St. Thérèse of the Child Jesus

October 1
St. Thérèse of the Child Jesus (1873 - 1895)
Thérèse, like so many saints, sought to serve others, to do something outside herself, to forget herself in the acts of love. She is one of the great examples of the gospel paradox that “we gain our life by losing it”, and that the seed that falls to the ground must die in order to live (John 12:24).

On October 1, Catholics honor the life of St. Thérèse of the Child Jesus.  St. Thérèse was born January 2, 1873 in Alençon, France to pious parents Louis and Zélie.

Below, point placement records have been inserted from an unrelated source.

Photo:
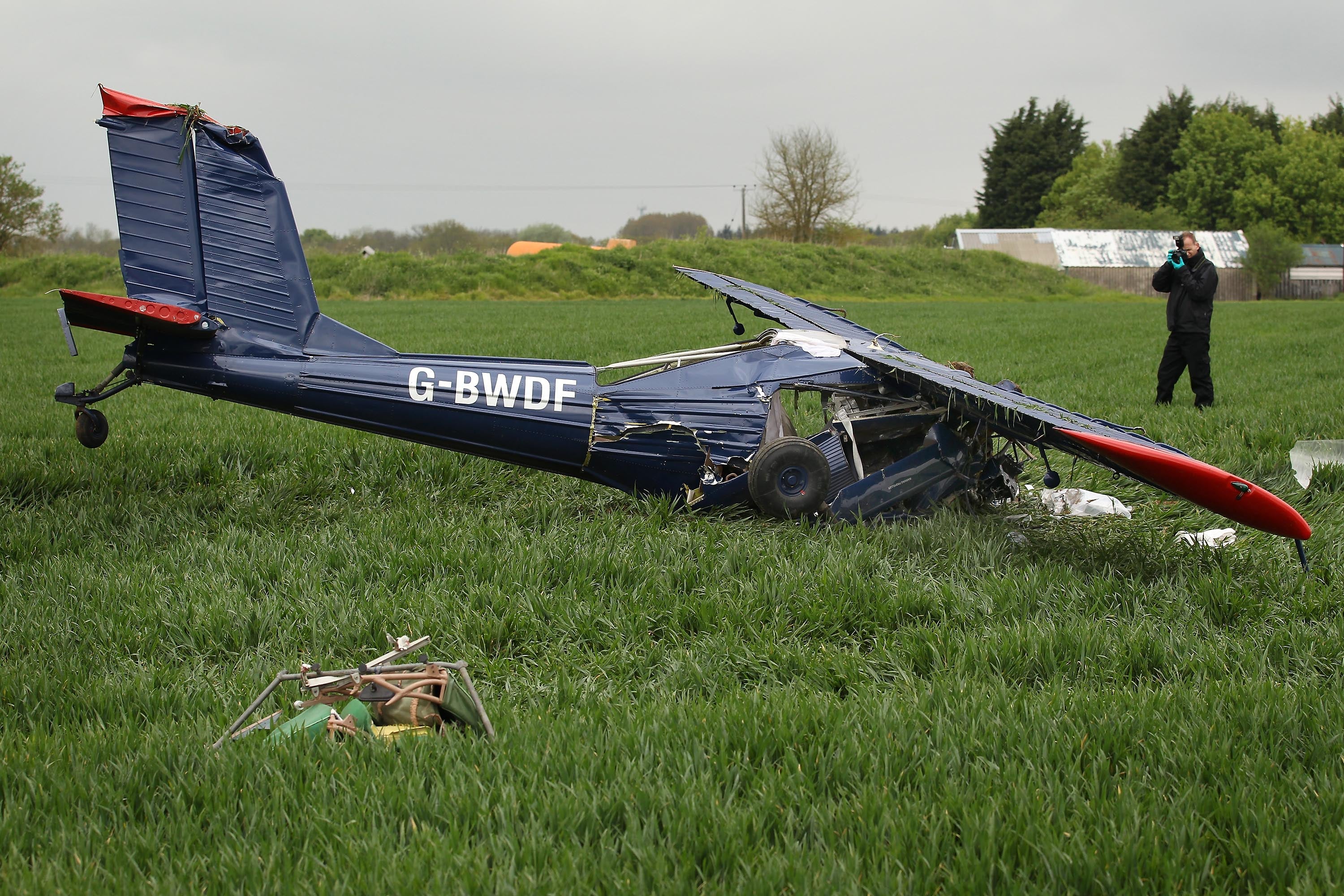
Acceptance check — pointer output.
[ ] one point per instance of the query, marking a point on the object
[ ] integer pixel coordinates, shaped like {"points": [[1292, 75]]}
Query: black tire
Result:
{"points": [[90, 428], [789, 478]]}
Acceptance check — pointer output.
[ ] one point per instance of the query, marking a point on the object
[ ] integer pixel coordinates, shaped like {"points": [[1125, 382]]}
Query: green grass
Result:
{"points": [[685, 702], [576, 272]]}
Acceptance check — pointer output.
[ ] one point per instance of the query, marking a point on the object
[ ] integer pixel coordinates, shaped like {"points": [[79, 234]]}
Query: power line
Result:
{"points": [[441, 189]]}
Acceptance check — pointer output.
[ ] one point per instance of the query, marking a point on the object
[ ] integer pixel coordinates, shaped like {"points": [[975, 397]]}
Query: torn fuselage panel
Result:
{"points": [[671, 431]]}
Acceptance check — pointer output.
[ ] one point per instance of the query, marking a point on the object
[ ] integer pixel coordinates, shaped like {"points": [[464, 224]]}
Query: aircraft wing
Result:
{"points": [[1022, 417], [787, 311]]}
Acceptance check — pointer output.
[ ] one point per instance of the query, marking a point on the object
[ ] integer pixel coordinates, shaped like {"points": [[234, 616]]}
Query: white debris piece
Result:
{"points": [[1209, 538], [1312, 453], [816, 343], [1082, 503]]}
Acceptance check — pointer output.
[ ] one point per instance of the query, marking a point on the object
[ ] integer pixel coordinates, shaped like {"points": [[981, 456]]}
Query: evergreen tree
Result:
{"points": [[1030, 151], [1264, 119], [1146, 155], [1213, 160]]}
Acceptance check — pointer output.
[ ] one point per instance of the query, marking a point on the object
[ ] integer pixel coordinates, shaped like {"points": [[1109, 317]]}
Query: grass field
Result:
{"points": [[577, 272], [685, 702]]}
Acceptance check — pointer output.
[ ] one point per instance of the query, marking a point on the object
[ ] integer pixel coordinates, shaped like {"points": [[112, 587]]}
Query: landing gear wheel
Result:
{"points": [[90, 428], [789, 477]]}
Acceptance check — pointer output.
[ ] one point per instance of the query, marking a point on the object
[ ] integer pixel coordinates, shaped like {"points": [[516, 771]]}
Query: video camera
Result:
{"points": [[1179, 252]]}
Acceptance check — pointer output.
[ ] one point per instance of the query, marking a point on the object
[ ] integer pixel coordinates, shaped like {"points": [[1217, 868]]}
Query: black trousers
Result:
{"points": [[1186, 350]]}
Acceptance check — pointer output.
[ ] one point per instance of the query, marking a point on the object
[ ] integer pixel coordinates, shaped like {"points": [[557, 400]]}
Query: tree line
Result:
{"points": [[1221, 166]]}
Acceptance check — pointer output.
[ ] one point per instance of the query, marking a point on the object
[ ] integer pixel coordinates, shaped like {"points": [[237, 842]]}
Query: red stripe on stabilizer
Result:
{"points": [[1202, 484], [123, 104], [155, 311]]}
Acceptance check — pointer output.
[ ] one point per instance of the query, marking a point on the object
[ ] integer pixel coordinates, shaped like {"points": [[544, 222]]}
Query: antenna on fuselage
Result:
{"points": [[738, 330]]}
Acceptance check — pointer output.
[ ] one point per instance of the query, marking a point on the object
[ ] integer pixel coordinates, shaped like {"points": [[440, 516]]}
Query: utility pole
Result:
{"points": [[744, 189]]}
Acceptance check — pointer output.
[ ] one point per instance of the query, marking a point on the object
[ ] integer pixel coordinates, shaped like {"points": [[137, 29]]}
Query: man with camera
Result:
{"points": [[1191, 280]]}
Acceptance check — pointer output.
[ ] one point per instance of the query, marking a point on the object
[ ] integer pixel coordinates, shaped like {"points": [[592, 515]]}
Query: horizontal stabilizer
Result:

On Christmas Day 1886 St. Thérèse had a profound experience of intimate union with God, which she described as a “complete conversion.”  During a pilgrimage to Rome, in 1887, she obtained permission from Pope Leo XIII to enter the Carmelite Monastery at the young age of 15. On entering, she devoted herself to living a life of holiness, doing all things with love and childlike trust in God.
Thérèse offered herself as a sacrificial victim to the merciful Love of God on June 9, 1895. Saint Thérèse was proclaimed a Doctor of the Church by Pope John Paul II in 1997 - 100 years after her death at the age of 24. She is only the third woman to be so proclaimed, after Saint Catherine of Siena and Saint Teresa of Avila.
St. Thérèse wrote once, 'You know well enough that Our Lord does not look so much at the greatness of our actions, nor even at their difficulty, but at the love with which we do them."